Tirzah aux Nuits Botanique (02/05/2019)

tirzah_300x666Parfois les mots paraissent insignifiants, impuissants à décrire certaines sensations. On a envie de dire l’indicible, on sait qu’on n’y parviendra pas. Alors, il faut se lancer, essayer de simplement donner envie.

Laryssa Kim dans une Orangerie à l’assistance malheureusement encore clairsemée est chargée d’ouvrir la soirée. J’ai déjà vu la bruxelloise d’adoption à quelques reprises et je me demande comment sa musique aux influences acousmatiques, parfois difficile d’accès, allait être reçue par l’audience d’un festival populaire. Mais mes doutes sont rapidement dissipés, Laryssa a l’intelligence d’avoir adopté sa prestation dans un format plus « chanson ». Alors, immédiatement, sa voix enchanteresse, toute en nuances, rend plus accessibles ses recherches sonores et autres bidouillages de machines. L’atmosphère et l’écoute sont attentives, et la demie-heure réglementaire passe très vite, trop vite.

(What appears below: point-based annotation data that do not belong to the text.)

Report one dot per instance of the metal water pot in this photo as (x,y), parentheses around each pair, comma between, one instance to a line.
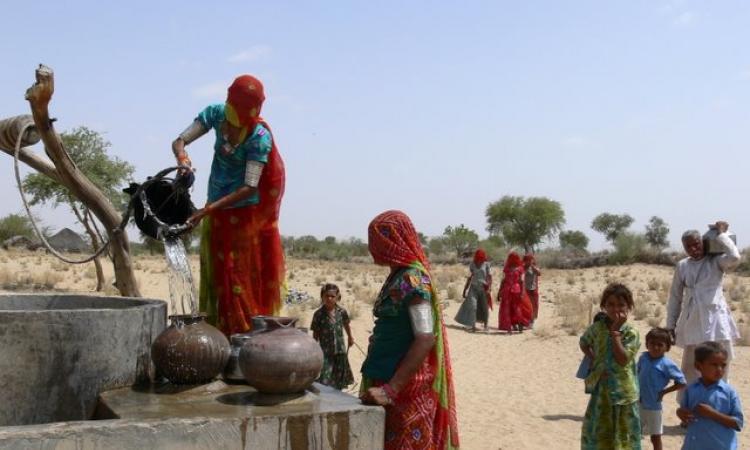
(711,245)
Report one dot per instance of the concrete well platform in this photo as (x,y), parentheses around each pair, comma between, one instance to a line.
(212,416)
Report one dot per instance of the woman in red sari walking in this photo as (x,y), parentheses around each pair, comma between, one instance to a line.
(516,311)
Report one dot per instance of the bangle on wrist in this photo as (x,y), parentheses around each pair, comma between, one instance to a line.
(390,392)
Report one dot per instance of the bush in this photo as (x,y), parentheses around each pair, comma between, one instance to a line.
(628,246)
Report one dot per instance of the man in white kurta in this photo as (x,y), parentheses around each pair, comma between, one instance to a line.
(697,310)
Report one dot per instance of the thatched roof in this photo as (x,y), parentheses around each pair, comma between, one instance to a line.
(20,242)
(67,240)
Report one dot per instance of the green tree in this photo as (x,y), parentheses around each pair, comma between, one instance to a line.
(656,233)
(628,246)
(460,239)
(573,240)
(524,221)
(15,225)
(88,150)
(436,246)
(611,225)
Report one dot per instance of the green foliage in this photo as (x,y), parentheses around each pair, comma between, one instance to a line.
(656,233)
(573,240)
(460,239)
(15,225)
(495,248)
(628,248)
(611,225)
(524,221)
(88,150)
(436,245)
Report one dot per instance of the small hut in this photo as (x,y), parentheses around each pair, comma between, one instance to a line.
(67,240)
(20,242)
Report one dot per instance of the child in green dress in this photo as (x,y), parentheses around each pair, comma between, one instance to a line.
(328,325)
(612,421)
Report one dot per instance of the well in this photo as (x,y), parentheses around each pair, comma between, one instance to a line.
(58,352)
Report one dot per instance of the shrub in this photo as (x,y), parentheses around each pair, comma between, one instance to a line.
(628,246)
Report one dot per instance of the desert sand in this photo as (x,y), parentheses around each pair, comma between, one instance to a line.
(513,391)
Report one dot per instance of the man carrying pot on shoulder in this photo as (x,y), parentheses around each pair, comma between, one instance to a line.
(697,310)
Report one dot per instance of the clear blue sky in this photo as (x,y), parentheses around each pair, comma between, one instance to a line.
(435,108)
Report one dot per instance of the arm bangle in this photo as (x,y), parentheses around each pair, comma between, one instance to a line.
(392,395)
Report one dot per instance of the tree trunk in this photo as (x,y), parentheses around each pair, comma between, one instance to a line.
(39,96)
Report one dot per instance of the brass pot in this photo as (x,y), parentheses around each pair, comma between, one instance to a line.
(190,351)
(280,359)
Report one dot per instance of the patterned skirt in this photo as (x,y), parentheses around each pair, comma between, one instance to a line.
(336,371)
(416,420)
(610,427)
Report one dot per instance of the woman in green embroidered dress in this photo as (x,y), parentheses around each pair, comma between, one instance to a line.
(328,325)
(612,421)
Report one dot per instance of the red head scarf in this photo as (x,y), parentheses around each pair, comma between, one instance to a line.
(244,100)
(512,261)
(479,257)
(393,241)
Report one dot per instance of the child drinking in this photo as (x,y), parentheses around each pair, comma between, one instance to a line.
(710,406)
(328,325)
(612,421)
(654,373)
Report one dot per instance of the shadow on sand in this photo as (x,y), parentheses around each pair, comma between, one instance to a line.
(563,417)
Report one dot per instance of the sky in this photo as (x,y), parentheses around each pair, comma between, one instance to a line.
(436,108)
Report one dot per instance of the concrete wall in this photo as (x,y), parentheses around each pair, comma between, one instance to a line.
(357,429)
(58,352)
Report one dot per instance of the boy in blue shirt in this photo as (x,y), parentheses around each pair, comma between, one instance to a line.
(711,407)
(654,373)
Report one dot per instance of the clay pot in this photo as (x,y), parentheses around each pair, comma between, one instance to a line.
(280,359)
(232,371)
(190,351)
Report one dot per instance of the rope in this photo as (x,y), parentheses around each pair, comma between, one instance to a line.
(140,194)
(31,216)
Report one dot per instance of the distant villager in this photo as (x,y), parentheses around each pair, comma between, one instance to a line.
(477,299)
(328,325)
(515,311)
(408,368)
(697,310)
(242,261)
(531,282)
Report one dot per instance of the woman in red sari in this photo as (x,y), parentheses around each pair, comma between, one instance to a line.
(407,368)
(515,307)
(242,262)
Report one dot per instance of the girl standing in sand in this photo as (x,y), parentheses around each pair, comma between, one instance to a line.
(328,325)
(475,307)
(515,308)
(612,421)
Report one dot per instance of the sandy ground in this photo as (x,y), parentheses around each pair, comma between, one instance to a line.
(513,391)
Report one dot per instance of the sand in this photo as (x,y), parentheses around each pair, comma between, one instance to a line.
(513,391)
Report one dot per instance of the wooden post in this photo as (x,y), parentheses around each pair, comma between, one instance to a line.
(66,172)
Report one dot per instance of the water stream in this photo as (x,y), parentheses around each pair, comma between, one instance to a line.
(182,294)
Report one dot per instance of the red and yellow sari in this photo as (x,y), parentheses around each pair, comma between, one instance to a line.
(242,260)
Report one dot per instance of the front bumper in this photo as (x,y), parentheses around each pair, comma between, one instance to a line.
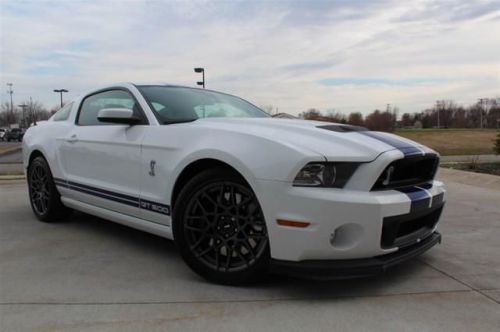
(352,268)
(347,224)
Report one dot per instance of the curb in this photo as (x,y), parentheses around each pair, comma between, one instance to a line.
(10,151)
(11,177)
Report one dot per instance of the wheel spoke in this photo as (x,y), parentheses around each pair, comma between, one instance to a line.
(224,227)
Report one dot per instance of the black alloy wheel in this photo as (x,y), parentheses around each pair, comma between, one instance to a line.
(44,198)
(220,228)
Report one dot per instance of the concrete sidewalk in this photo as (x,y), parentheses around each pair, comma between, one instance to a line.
(89,274)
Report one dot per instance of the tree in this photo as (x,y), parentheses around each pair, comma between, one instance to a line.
(311,114)
(381,121)
(269,109)
(356,119)
(406,120)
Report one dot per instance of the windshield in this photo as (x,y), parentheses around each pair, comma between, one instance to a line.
(180,104)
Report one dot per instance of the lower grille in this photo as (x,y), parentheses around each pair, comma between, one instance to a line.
(404,230)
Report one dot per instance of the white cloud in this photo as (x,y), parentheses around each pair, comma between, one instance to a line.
(268,52)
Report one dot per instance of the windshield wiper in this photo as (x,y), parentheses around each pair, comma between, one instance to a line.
(173,121)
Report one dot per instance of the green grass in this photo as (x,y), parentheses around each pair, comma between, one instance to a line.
(486,168)
(453,141)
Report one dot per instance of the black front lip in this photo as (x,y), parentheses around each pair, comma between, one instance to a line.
(352,268)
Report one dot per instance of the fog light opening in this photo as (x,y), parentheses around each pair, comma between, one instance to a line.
(346,236)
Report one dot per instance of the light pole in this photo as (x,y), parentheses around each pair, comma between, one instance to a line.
(202,71)
(61,91)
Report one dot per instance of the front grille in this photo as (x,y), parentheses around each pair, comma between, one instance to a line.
(409,171)
(404,230)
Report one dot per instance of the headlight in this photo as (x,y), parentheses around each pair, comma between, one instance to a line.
(333,175)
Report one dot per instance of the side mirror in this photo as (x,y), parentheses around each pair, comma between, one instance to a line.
(118,115)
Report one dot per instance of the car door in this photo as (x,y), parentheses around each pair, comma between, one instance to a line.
(102,161)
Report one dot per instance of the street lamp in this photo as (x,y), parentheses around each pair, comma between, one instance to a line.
(61,91)
(202,71)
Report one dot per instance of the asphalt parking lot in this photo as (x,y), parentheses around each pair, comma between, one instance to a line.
(88,274)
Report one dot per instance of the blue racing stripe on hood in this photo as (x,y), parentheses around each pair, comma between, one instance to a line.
(393,141)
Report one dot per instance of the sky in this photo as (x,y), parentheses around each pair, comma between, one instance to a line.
(346,56)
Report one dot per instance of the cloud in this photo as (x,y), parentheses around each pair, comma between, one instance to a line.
(340,81)
(347,55)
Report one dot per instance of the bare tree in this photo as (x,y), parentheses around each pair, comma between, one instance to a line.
(8,116)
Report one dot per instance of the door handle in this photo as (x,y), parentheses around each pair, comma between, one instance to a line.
(72,139)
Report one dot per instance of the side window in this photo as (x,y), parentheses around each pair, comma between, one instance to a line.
(63,113)
(108,99)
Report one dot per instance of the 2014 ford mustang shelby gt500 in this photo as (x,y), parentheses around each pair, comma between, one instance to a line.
(241,193)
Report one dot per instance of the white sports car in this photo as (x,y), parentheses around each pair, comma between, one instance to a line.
(241,193)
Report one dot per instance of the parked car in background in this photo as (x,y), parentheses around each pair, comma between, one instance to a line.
(14,134)
(241,193)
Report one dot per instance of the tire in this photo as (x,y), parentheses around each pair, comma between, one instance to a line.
(220,230)
(45,200)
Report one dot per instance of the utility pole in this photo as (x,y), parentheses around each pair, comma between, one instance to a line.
(32,112)
(10,92)
(11,103)
(202,71)
(61,91)
(23,106)
(438,107)
(481,102)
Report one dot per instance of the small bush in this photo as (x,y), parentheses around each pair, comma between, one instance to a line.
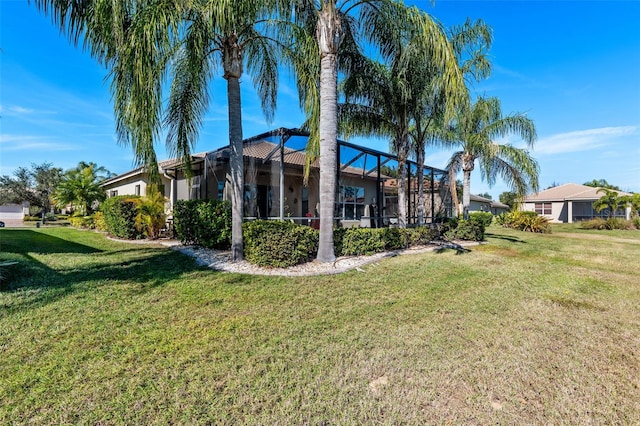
(422,235)
(99,222)
(469,230)
(278,244)
(525,221)
(484,217)
(84,222)
(359,241)
(206,223)
(394,238)
(120,216)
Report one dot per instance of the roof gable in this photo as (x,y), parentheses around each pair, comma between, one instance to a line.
(569,191)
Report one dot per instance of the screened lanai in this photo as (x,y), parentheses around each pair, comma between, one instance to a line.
(366,193)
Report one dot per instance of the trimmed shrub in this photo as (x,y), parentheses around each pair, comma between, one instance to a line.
(278,244)
(84,222)
(525,221)
(358,241)
(422,235)
(120,216)
(484,217)
(206,223)
(469,230)
(98,222)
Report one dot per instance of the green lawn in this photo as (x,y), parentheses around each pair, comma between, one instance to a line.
(526,329)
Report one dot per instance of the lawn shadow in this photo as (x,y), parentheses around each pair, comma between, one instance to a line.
(40,285)
(23,241)
(505,237)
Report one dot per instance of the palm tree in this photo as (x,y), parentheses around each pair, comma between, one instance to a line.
(142,44)
(470,42)
(385,99)
(80,187)
(475,129)
(611,200)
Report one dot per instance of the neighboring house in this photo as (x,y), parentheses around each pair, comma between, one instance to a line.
(569,203)
(481,204)
(275,182)
(13,214)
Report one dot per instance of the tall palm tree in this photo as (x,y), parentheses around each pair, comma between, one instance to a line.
(80,187)
(144,43)
(611,200)
(470,42)
(475,129)
(388,100)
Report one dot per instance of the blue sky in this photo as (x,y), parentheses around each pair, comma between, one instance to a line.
(571,66)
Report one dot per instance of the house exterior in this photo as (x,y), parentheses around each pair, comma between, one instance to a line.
(276,186)
(481,204)
(13,214)
(569,203)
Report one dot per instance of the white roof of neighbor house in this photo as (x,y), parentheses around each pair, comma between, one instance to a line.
(569,191)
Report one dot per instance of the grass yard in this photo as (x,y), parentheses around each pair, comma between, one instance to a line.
(526,329)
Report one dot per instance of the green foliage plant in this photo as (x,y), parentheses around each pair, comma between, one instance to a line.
(485,217)
(83,222)
(278,244)
(206,223)
(120,216)
(468,230)
(525,221)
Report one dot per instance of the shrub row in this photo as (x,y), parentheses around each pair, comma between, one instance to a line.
(206,223)
(278,244)
(120,217)
(525,221)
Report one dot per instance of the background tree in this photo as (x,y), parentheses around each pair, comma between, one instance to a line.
(34,185)
(80,187)
(611,201)
(509,198)
(475,129)
(601,183)
(144,43)
(396,99)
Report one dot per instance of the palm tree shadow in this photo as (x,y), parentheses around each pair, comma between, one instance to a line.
(505,237)
(153,268)
(447,246)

Lafwandah lui succède rapidement. Le  premier album de l’égypto-iranienne née à Paris laissait entendre une sorte de pop expérimentale qui faisait parfois penser à une Björk orientale. Tout y était complexe, réfléchi, tordant un r’n’b qui n’en conservait que le squelette. Mais ce jeudi soir, seulement accompagnée d’un percussionniste virtuose, de quelques loopers et autres machines cachés pudiquement par un voile, même si le son est ample, la voix magnifique soutenue par une reverb’ de cathédrale, et donc que tous les éléments sont là, il manque un petit quelque chose. Est-ce l’attitude un poil maniérée de Lafwandah ou sa musique qui demande finalement plus d’organique que d’électronique même parfaitement maîtrisée ? En tout cas on ne peut s’empêcher de ressentir un peu de déception, de rester légèrement en dehors d’une performance pourtant ébouriffante. Et la parfaite reprise du « Vous et nous » de Fontaine et Areski magnifiquement dépouillée donne peut-être encore plus à regretter qu’elle n’ait pas osé présenter une version plus simple du disque en concert.

Devotion, le premier album de Tirzah paru en début d’année après une poignée de remarquables EPs, est un chef d’œuvre à la fois intemporel et reflet de son époque. Il a été classé dans la catégorie r’n’b; moi j’y ai entendu beaucoup de soul, de hip-hop apaisé et même de l’électro  atmosphérique. Et très rapidement, l’écoutant en boucle, je me suis foutu des étiquettes.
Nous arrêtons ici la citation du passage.